Throughout 2017 it was impossible to miss that energy storage solutions in general, whether utilised as a solution to maximise renewables, provide energy cost savings, as a tool to improve the flexibility in the usage of energy or offer supply resilience or indeed, all of the above, have witnessed unrivalled growth. Towards winter 2017, there were encouraging claims that energy storage would both double six times between 2016 and 2030 on a global scale and be critical in supporting the grid to balance demand leading to an increase in the security of the supply across the UK. It is anticipated that energy storage solutions will continue to hit the headlines throughout 2018 with Bloomberg New Energy Finance analyst Yayoi Sekine claiming “The industry has just begun. With so much investment going into battery technology, falling costs and with significant addition of wind and solar capacity in all markets, energy storage will play a crucial part in the energy transformation.”


The final defining achievement for the energy industry in 2017 to be discussed was the UK governments’ announcement that there will be a ban on sales of all new petrol and diesel cars and vans in 2040. This paved the way for electric vehicles (EV) to gain greater adoption and has already seen carmakers such as Volvo and Jaguar Land Rover commit to making only electric or hybrid cars by 2019 and 2020 respectively.
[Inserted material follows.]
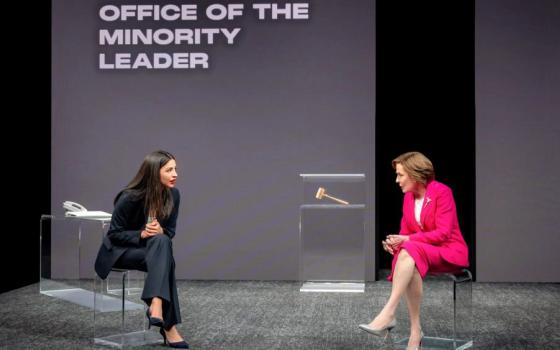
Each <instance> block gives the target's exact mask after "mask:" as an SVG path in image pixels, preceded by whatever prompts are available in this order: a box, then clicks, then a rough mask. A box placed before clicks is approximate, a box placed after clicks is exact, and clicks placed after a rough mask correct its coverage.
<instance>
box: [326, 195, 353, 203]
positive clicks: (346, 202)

Additionally, this month it has led to an announcement from Ford that it will invest $11 billion in electric vehicles by 2022 and have 40 hybrid and fully electric vehicles by that time. However, it must be acknowledged that this positive movement will require huge changes to the energy infrastructure as well as to British private transport for this to become a reality.


The latter is due to issues such as range anxiety, price and availability of EV charging points, all of which need to be resolved before the UK can deliver the same level of convenience with an electric vehicle as is currently experienced by petrol/diesel car owners. It is clear that these changes need to begin immediately in order for the 2040 target to be achieved as well as for the transition to be as smooth as possible and to allow for any teething problems to be addressed with minimum impact and consequence.


In closing, it is undeniable that 2017 was a hugely significant year for clean energy and the proposals made by the government within the Clean Growth Strategy and Industrial Strategy indicate that record breaking achievements in clean energy could become an annual trend. However, there are still some causes for concern, such as the supporting infrastructure for renewables, that require improvement if the transition to the new energy landscape is going to be as smooth as possible.